Edward James Bruce, 10th Earl of Elgin, 14th Earl of Kincardine, (9 June 1881 – 27 November 1968) was a Scottish nobleman and soldier. He was the eldest son of Victor Bruce, 9th Earl of Elgin and Lady Constance Carnegie. He was Assistant Private Secretary to the Secretary of State for the Colonies (1908–11) and a director of the Royal Bank of Scotland.

==Career==

Coats of arms of Edward Bruce

He had been a captain in the Forfar and Kincardine Royal Garrison Artillery (Militia), and when the Territorial Force was created in 1908, he became commanding officer of the Highland (Fifeshire) Heavy Battery, RGA, with the rank of major, a position that he held at the outbreak of World War I. He served in the war, attaining the rank of lieutenant-colonel, and was mentioned in dispatches twice. In 1918–19, he was assistant director of Labour and a temporary colonel and Labour commandant. After the war, he received the CMG.

==Career==
He was made a Knight of the Thistle (Scotland's premier order of chivalry) on 3 June 1933. He also held the Order of Polonia Restituta.

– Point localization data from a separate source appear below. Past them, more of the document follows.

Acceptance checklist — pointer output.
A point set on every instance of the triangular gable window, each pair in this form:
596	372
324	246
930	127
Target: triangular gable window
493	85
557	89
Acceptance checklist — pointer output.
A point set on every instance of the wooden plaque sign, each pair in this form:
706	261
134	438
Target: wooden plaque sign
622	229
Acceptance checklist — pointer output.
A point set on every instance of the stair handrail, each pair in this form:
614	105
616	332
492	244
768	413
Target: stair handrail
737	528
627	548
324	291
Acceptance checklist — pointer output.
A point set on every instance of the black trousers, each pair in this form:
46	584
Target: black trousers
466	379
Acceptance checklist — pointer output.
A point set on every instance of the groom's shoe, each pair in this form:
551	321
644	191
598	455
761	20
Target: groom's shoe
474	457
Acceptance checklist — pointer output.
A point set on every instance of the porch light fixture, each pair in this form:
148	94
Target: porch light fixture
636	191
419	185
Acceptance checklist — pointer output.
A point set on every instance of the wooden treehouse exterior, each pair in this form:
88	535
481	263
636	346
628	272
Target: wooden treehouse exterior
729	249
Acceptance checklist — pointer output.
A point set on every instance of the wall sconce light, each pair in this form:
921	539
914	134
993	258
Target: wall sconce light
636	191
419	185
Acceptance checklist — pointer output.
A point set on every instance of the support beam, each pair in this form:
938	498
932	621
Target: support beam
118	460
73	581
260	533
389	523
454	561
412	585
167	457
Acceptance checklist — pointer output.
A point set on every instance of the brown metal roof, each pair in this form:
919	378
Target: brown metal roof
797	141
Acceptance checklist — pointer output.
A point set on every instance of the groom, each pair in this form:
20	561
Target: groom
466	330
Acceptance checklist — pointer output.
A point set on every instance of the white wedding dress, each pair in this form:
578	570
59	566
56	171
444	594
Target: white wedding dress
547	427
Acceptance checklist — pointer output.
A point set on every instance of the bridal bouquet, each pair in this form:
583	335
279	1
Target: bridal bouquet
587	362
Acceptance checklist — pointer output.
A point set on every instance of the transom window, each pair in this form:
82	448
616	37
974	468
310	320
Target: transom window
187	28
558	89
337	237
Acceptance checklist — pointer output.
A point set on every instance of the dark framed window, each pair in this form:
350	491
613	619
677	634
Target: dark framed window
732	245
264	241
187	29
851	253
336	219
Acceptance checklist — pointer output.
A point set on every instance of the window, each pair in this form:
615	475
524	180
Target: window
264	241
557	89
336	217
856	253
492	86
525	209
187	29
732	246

After the formation of the Scottish Home Guard in January 1941, Bruce was made commander of No. 3 Zone (Fife & Kinross-shire), South Highland Area. He held this appointment until the end of the war.

As a colonel in the Territorial Reserve, Bruce held a number of honorary colonelcies in the Territorial Army and Canadian Militia:
- City of Edinburgh (Fortress) Royal Engineers (TA).
- Elgin Regiment (RCAC), Canadian Permanent Militia, appointed 23 November 1938.
- 71st (Forth) Heavy Anti-Aircraft Regiment, Royal Artillery (TA) and its successor, the 371st (Mixed) Heavy Anti-Aircraft Regiment (Forth), RA (TA), appointed 28 January 1939.
- 357th Medium Regiment (Lothians), RA (TA)
- No 948 Balloon Squadron, Royal Auxiliary Air Force (Honorary Air Commodore)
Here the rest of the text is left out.